Is it a type of music? Something religious people say? An old saying? Or is it something that could change everything?

 

‘I will rejoice, in the simple gospel

                                 – United Pursuit.

The Gospel is Good News

I once heard it said the Gospel is as straightforward or as complex as you want it to be. To understand the intricacies and mystery of the beautiful exchange of our brokenness for God’s glory is a tall order.

God is unfathomable yet knowable. He is vast and yet close. He is all-powerful yet gentle.

There are unreachable and graspable concepts about God, and the Gospel carries that same dichotomy. That is to say; it is both simple and complex. One of those beautiful mysteries of the Bible is in studying and rehearing the Gospel, we can realise new intricacies to understand God just as much as when we first heard it.

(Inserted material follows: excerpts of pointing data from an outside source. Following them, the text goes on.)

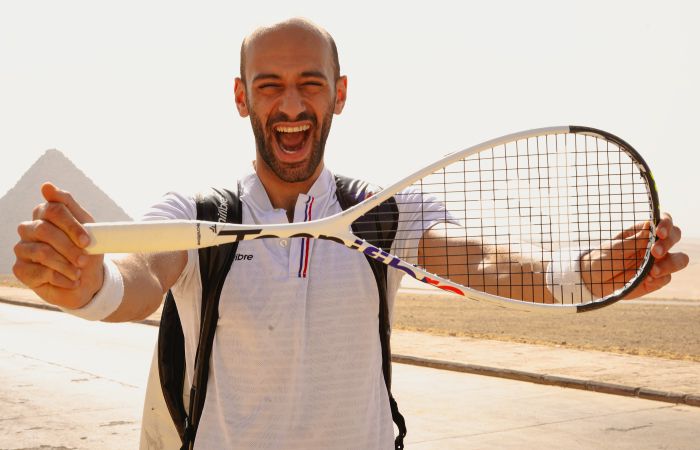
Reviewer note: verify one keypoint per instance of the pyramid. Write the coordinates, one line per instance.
(17, 204)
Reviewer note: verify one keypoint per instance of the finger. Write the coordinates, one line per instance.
(44, 254)
(652, 284)
(47, 232)
(53, 194)
(663, 228)
(662, 246)
(617, 256)
(35, 275)
(672, 262)
(607, 287)
(631, 231)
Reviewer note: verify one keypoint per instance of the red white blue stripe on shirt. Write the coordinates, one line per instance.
(304, 253)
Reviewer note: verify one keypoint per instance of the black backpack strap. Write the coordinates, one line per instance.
(214, 265)
(171, 363)
(377, 227)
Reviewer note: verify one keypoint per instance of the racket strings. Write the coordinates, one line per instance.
(548, 200)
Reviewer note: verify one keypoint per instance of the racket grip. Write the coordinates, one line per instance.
(142, 237)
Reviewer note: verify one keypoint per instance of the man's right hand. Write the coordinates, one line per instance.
(50, 254)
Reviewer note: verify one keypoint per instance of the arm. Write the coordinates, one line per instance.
(604, 268)
(51, 261)
(501, 270)
(497, 270)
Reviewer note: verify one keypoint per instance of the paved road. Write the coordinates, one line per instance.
(71, 384)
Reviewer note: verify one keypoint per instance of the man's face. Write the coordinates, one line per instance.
(290, 94)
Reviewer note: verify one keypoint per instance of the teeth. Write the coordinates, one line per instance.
(292, 129)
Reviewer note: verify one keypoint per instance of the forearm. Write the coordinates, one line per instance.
(146, 277)
(516, 272)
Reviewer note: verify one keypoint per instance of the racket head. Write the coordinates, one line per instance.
(562, 190)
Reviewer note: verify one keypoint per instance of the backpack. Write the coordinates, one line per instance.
(377, 227)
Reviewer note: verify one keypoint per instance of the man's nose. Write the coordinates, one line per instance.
(292, 103)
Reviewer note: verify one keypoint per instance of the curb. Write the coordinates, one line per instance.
(498, 372)
(553, 380)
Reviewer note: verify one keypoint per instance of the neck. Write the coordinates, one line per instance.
(283, 194)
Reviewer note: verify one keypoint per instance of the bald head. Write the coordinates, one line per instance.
(295, 25)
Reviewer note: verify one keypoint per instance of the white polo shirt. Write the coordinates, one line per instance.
(296, 361)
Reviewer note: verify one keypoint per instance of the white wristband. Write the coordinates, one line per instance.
(564, 280)
(107, 299)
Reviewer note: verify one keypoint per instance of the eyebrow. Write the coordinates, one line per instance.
(305, 74)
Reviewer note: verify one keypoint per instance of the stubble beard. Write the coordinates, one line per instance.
(287, 172)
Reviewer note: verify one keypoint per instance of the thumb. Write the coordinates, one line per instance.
(53, 194)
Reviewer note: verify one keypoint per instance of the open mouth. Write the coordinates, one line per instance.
(291, 139)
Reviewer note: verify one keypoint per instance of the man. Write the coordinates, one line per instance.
(296, 362)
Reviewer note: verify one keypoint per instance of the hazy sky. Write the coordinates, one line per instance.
(139, 94)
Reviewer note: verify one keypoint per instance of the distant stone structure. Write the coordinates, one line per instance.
(16, 206)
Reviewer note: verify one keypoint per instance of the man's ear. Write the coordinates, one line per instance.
(341, 93)
(240, 97)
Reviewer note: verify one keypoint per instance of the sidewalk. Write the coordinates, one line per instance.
(650, 378)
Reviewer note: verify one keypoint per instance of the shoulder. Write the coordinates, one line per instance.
(172, 206)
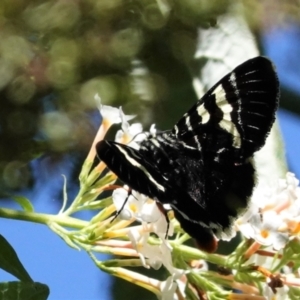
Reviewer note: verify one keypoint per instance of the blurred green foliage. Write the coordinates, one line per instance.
(56, 55)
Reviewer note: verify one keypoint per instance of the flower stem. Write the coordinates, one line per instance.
(42, 218)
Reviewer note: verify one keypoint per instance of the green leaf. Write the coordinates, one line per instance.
(10, 262)
(23, 291)
(24, 203)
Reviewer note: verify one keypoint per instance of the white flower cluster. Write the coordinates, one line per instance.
(273, 217)
(143, 209)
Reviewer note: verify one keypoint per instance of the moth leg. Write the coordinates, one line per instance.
(123, 205)
(165, 213)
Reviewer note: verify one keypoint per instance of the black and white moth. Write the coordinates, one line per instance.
(203, 167)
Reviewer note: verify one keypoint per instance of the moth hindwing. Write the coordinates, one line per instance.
(203, 166)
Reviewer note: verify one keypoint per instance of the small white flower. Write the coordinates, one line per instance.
(281, 292)
(133, 205)
(168, 289)
(266, 230)
(111, 115)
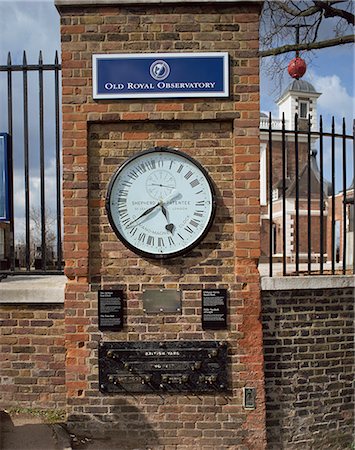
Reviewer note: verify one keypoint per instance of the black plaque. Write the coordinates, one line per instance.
(110, 310)
(166, 366)
(214, 309)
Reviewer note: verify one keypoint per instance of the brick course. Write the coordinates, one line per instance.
(223, 136)
(309, 368)
(32, 356)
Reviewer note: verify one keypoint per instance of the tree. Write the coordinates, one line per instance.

Pause for a minute and leave a reply at the end of this post.

Have a go at coming up with a simple explanation of the Gospel. What are the key things we need to have in mind? 


Where does the term ‘Good News’ come from?

εαγγέλιον (euangelion: pronounced ‘you-ang-el-ee-on’) is the word for Gospel in the original Greek. It simply means ‘good news’. It’s also where we get the word evangelism. Evangelists spread this good news – they are ‘good newsers’.

The Gospel of Mark, chapter 1 starts with ‘ρχ το εαγγελίου ησο χριστο.’ which translates as ‘The beginning of the good news of Jesus Christ’. This is not any old good news, such as hearing about tax relief or a favourable team score; this is the good news of Jesus Christ. So the question is, ‘what is the good news?’. 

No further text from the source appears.